Much of lore is simple facts. For example, in VB6, it is lore that you must test both BOF and EOF to ensure that you have an empty recordset (the set of records retrieved from a query). The VB6 documentation would lead you to believe that on a freshly-retrieved recordset, you only need to test EOF to find out whether the recordset is empty. What helps to make this fact a piece of lore is that this works *most of the time*. However, there are times when testing only EOF will lead your code to try and work with non-existent records in the recordset. Another example (for my taste) is the Perl5 lvalue sub, which from the docs you would think that it is a dandy way to implement data validation. Not so, my friend you cannot examine an assignment value on the way in, nor can you verify the return value on the way out. (This is fixed in Perl6.)

Undocumented program feature facts are a rich source of lore, so much so that graphical features have their own nickname Easter Eggs. However, I suspect that non-graphical hidden program features, like secret administrator passwords, cryptic database schemas, and clandestine command-line switches, form the bulk of undocumented program features.

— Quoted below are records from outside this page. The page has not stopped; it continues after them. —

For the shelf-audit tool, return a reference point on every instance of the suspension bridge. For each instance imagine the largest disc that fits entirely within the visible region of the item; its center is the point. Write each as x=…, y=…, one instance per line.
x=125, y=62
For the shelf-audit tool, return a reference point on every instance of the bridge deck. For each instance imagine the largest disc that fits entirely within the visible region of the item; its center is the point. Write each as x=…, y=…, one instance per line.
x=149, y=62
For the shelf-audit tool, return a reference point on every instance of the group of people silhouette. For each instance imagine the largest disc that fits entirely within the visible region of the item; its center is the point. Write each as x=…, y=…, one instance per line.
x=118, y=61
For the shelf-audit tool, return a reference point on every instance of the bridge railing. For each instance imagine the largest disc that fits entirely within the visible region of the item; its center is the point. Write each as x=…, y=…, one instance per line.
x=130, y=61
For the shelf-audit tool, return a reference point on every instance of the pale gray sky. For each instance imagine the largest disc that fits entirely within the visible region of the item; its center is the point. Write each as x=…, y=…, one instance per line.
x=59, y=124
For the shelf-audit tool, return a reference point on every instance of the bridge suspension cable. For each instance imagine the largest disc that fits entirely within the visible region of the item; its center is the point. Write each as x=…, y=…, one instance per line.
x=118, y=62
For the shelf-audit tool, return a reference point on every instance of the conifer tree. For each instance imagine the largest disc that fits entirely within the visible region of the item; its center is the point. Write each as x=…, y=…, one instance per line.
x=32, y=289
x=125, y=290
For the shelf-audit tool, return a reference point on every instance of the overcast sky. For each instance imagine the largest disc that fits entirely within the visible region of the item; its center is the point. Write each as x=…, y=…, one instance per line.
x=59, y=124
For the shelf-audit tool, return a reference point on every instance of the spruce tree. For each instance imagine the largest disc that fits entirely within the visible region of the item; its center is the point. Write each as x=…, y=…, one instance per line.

Another origin of more lore-facts is performance issues, like BLOBs and DB fragmentation. If I recall correctly, it has been more than 10 years since database vendors added support for BLOBs to relational databases, but relational database BLOBs still suffer from performance problems. The tingling of my architect sense tells me to look at what is different about BLOBs compared to other DB datatypes. The difference is that BLOBs do not fit on a database page, while other datatypes do fit on a page. Databases are precisely tuned for high speed via sophisticated page-caching mechanisms. Many table schemas lead to entire rows that will fit within one page. BLOBs break this rule almost by definition, as a BLOB is expected to span multiple database pages. This makes a BLOB much more like a file in a filesystem than a field in a database row, which may account for the number of systems that I have seen out in the field where the BLOB-like data is held separately in a filesystem, with some kind of link to the BLOB data as a field in the database. From what I have seen (or failed to see), reading the DB vendor documentation would lead you to think that you should always use in-DB BLOBs for large pieces of data, while developers seem to continue placing their BLOB data outside of the DB with only a link to the BLOB data inside the DB. This is a prime example of lore (IMHO).

Processes
Processes that are lore usually seem to be (IMHO) processes inside organizations, as the immediate requirements of business often appear to preclude getting the processes written down, even the processes that the business depends upon. One advantage of ISO 9001 certification is that, by definition, it requires you to write down the steps in your business processes. The steps don't necessarily have to make sense (a weakness of ISO 9001 used by itself), but writing the steps down is a start towards understanding and possibly improving the processes.
Documents
Undocumented documents? What are *those*? Again, documents that are lore are usually seen inside an organization. Documents that are lore are often what people have written down, but not seen fit to put under version control or even back up. (Source code that is not under version control or even backed up is in the same ZIP/postal code as lore-documents.) Whether the documents are test results, descriptions of build steps, development environment configurations, et.al., if the document is at all important, it should be under version control and backed up, else it is at most one hard drive crash away from being lore.
Limited-Realm Documents
Limited-realm documents are a special type of lore-documents, as limited-realm documents should be shared across an organization but aren't. One personal example (of whom I won't name the organization) is that of separate IT and Engineering Software groups, which should have been sharing all of their processes, design guidelines, post-mortems, etc. but instead it was as if IT and Engineering Software groups existed in two separate companies that shared no information between them. Again IMHO, this is wasteful and counterproductive.